Throughout history, strength training has been considered a crucial aspect for most types of sport. However, in some team sports or endurance disciplines, resistance training has been seen as an obstacle for improving performance. The main argument for this claim is the fact that gains in body volume would have a negative impact on the endurance of athletes. In other words, an increase in athletes’ weight could lead to slower performance abilities in their sports.

Because of the fact that both, resistance and endurance training, produce different types of physiological adaptations in athletes, coaches should be aware of the way they plan their training programs keeping in mind determinant factors such as intensity, frequency or volume of training, in order to prevent the athletes from overtraining. Coaches nowadays are confronted with a hard time, trying to balance the strict competitions calendar with resistance training in endurance sports. Hence, what is the key to avoid physical and mental overtraining? As a coach who trains with high performance athletes on a daily basis you can observe the stress the athlete encounters during the season. It is a challenging job working with endurance young athletes, especially when they have not graduated high school yet, and when they can hardly manage to combine academics with sports.

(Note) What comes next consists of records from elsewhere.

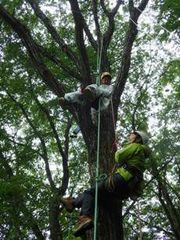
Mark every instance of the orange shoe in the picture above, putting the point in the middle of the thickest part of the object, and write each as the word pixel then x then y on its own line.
pixel 85 223
pixel 63 103
pixel 68 204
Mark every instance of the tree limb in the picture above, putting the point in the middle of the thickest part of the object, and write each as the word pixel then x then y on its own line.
pixel 33 51
pixel 64 155
pixel 43 145
pixel 79 26
pixel 126 54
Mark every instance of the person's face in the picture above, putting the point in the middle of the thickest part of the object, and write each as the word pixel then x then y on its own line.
pixel 132 137
pixel 106 80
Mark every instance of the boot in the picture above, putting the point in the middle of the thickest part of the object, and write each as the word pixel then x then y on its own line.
pixel 63 103
pixel 68 204
pixel 85 223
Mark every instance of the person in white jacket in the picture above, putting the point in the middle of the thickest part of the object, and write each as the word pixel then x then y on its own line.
pixel 92 93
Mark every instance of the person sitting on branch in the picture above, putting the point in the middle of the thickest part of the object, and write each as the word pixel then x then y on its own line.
pixel 92 93
pixel 125 181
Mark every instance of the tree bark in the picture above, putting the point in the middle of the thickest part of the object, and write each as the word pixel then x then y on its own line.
pixel 110 217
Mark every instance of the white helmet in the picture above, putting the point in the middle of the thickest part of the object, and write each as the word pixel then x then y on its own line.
pixel 143 135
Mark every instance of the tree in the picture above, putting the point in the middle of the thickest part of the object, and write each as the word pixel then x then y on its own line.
pixel 55 51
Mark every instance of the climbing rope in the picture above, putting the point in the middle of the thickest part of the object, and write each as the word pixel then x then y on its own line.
pixel 98 141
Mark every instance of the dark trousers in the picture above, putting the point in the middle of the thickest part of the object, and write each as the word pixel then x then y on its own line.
pixel 119 189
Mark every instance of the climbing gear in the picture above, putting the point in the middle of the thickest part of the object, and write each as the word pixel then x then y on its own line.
pixel 68 203
pixel 144 136
pixel 85 223
pixel 105 74
pixel 88 95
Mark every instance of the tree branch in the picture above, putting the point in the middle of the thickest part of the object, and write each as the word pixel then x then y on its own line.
pixel 95 14
pixel 126 54
pixel 64 155
pixel 53 32
pixel 79 26
pixel 58 62
pixel 33 51
pixel 43 145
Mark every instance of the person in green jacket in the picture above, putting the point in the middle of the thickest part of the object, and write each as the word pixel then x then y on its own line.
pixel 125 181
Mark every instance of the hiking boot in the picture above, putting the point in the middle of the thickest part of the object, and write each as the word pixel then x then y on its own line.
pixel 68 204
pixel 85 223
pixel 63 103
pixel 88 95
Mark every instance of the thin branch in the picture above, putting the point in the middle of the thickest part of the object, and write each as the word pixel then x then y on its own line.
pixel 126 54
pixel 34 53
pixel 58 62
pixel 147 184
pixel 64 47
pixel 37 133
pixel 95 14
pixel 79 27
pixel 64 154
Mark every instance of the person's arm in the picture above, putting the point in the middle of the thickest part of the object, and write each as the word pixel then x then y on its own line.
pixel 106 91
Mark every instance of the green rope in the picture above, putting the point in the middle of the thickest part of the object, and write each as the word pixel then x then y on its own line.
pixel 98 144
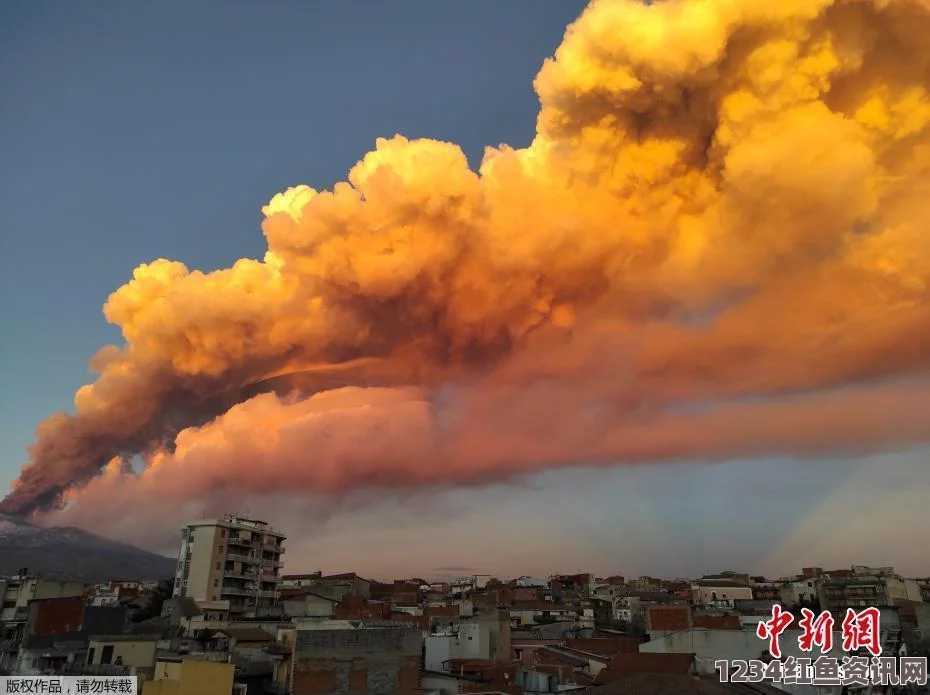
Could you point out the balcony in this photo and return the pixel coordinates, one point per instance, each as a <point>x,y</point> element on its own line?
<point>96,670</point>
<point>247,590</point>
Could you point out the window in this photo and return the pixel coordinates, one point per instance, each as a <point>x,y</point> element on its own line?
<point>106,654</point>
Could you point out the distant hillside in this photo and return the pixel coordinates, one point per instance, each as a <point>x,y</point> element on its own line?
<point>70,553</point>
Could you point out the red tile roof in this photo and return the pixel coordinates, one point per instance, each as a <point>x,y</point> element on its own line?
<point>718,622</point>
<point>541,606</point>
<point>644,662</point>
<point>605,646</point>
<point>671,618</point>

Sometimes the challenge of combining school and sport can result in low performance levels in both areas, distress, and/or nutrition problems.

Nowadays, in contradiction to former convictions, resistance training has shown positive effects on competition results in combination with endurance training due to concurrent training (defined as simultaneous training for adaptations associated with resistance and endurance training). Both types of training generate opposite interferences at adaptive level because they cause different adaptations in our body. Possible causes of the above mentioned interferences in the improvement of concurrent training could be on the one hand the residual fatigue in the neuromuscular system because of the diverse stimuli generated in previous workouts, on the other hand the overtraining produced by imbalances in the recovery processes of athletes. An important question we have to ask ourselves at this point could be: how do we periodize to reduce those interferences to a minimum?

There are some strategies that can be highly effective in reducing the negative effects of concurrent training:

  • with proper periodized training, a heavy training phase (high intensity) will have fewer objectives, producing positive adaptations in high performance athletes.
  • Three sessions a week of resistance training seem to be sufficient for achieving improvements in strength levels and decreasing the negative effects of concurrent training.
  • Likewise, the optimum volume of performance strength training sessions by each athlete also seems to be decisive to minimize the interference phenomenon.
  • Performing strength training sessions prior to the endurance ones allow athletes to maintain high levels of quality and quantity of training during resistance sessions.
  • The combination of strength training focused on hypertrophy with the high intensity in endurance training (close to the VO2max) appears to not be recommended to
    generate a high stage of interference. This is due to the fact that both capacities develop completely opposite peripheral adaptations.
  • Avoiding training to muscular failure allows athletes reducing part of the metabolic and hormonal stress that involves resistance training, facilitating a recovery of the body more quickly.
  • Distancing strength and endurance training sessions targeting the same muscle groups can facilitate their recovery and a better adaptation to the training stimulus.

Since the 80’s concurrent training has been considered to be effective for simultaneously synchronizing resistance and endurance training programs. There are many variables to keep in mind while training with athletes, some of them just scape from our knowledge and it is not an easy task to control them. A couple of examples could be: reasons of different moods of our athlete or how their environment (family, friends, etc.) improves or decreases their achievements. A good and experienced conditioning coach told me once: “You will be an excellent coach when you will be able to realise when your female athletes have the menstruation”. So far but so close.